We can think that Web Search is an Information Retrieval Problem. Compared to searching a database, the search for document contents is more terrifying since it is not structured. Documents should be indexed for making the search easier and less time-consuming.
Each document has object terms namely, the author’s name, document URL, and the date of publication. It may also have non-objective terms intended to reflect the information known as content terms. The effectiveness of search engines can be measured by two main parameters:
- Indexing exhaustivity
- Term specificity
Indexing is the processing of a document representation by assigning content descriptions or terms to the document.
In indexing, Web documents are characterized by recall (the ratio of the number of relevant documents retrieved to the total number of documents retrieved). This function can be performed either manually or automatically. But many Websites render manual indexing quite impractical.
Automatic indexing includes single-term indexing, statistical methods, as well as information theoretical and probabilistic methods. In addition to this, automatic indexing uses linguistic and multi-term or phrase indexing.
Since the internet is a vast collection of information, it is difficult to find the specific information you actually need. Therefore, the search features in a Web browser such as Internet Explorer provides easy access to a special facility called a search engine. Search engines scan the Internet for the words or topics you are looking for.
A Search Engine is a software that searches through a database of Web pages for specific information.
Types of Search Engines
Google is an interesting search engine having many unique features. For example, you want to search for company information. It is useful for company searches because of the unusual way it ranks Websites. Type http://www.google.com in the Address bar and press Enter to go to the Google home page.

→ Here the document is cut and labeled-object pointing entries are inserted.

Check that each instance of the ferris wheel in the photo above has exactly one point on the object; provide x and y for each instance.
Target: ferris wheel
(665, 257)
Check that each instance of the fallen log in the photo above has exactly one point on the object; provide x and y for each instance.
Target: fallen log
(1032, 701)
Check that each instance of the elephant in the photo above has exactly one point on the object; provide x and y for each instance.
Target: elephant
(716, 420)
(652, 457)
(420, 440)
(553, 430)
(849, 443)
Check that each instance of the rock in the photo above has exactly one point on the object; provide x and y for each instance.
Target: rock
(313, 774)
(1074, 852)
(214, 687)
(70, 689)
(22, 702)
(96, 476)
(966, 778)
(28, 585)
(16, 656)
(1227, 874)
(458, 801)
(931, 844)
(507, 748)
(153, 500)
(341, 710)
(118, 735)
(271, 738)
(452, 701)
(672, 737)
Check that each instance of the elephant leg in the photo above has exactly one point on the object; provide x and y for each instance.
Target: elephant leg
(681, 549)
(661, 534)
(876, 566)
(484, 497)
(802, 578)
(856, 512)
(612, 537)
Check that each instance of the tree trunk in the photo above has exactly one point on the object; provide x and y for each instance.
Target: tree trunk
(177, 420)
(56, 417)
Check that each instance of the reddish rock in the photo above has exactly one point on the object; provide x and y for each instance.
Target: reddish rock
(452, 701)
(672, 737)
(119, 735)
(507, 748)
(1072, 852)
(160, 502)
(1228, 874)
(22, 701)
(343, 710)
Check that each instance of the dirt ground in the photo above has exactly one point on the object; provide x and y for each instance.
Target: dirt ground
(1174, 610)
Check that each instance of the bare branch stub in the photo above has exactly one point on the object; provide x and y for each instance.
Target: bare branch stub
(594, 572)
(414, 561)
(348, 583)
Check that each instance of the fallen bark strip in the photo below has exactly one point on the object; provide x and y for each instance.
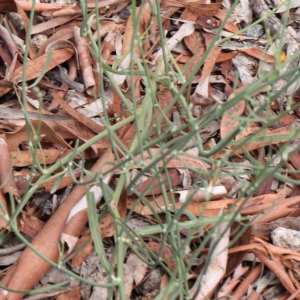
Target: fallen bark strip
(30, 267)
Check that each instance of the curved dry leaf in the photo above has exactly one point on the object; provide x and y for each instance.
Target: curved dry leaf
(259, 54)
(63, 34)
(35, 66)
(14, 139)
(41, 27)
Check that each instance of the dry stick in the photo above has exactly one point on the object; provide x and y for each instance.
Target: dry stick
(13, 249)
(243, 287)
(254, 296)
(277, 270)
(40, 6)
(217, 266)
(30, 267)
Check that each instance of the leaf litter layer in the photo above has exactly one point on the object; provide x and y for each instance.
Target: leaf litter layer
(150, 150)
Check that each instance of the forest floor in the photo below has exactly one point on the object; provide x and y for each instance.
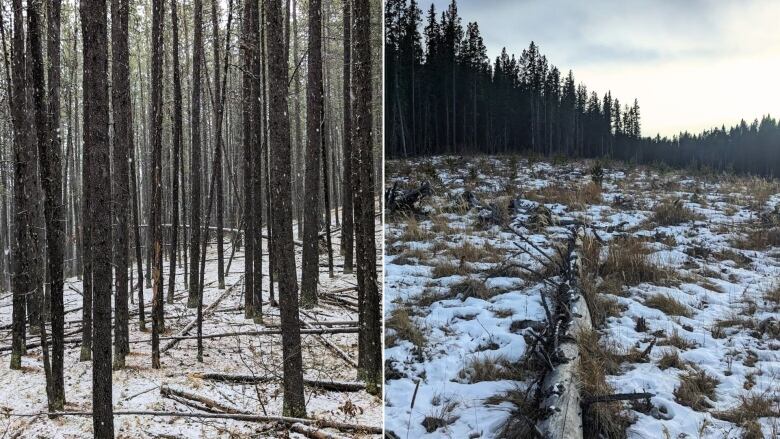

When you are there, type the company name in the search box and click the Google Search button. Google is so good at finding the best matching Websites in a search, it offers a feature to automatically look for the best possible match and load it. To use this feature, type a company’s name in the search box and click the I’m Feeling Lucky button. It gives the related company information.
Yahoo!
It is basically a search directory. It is hierarchically organized with a subject catalog or directory of the Web which is browsable and searchable. Yahoo! is a good search engine and provides you with the required information quickly.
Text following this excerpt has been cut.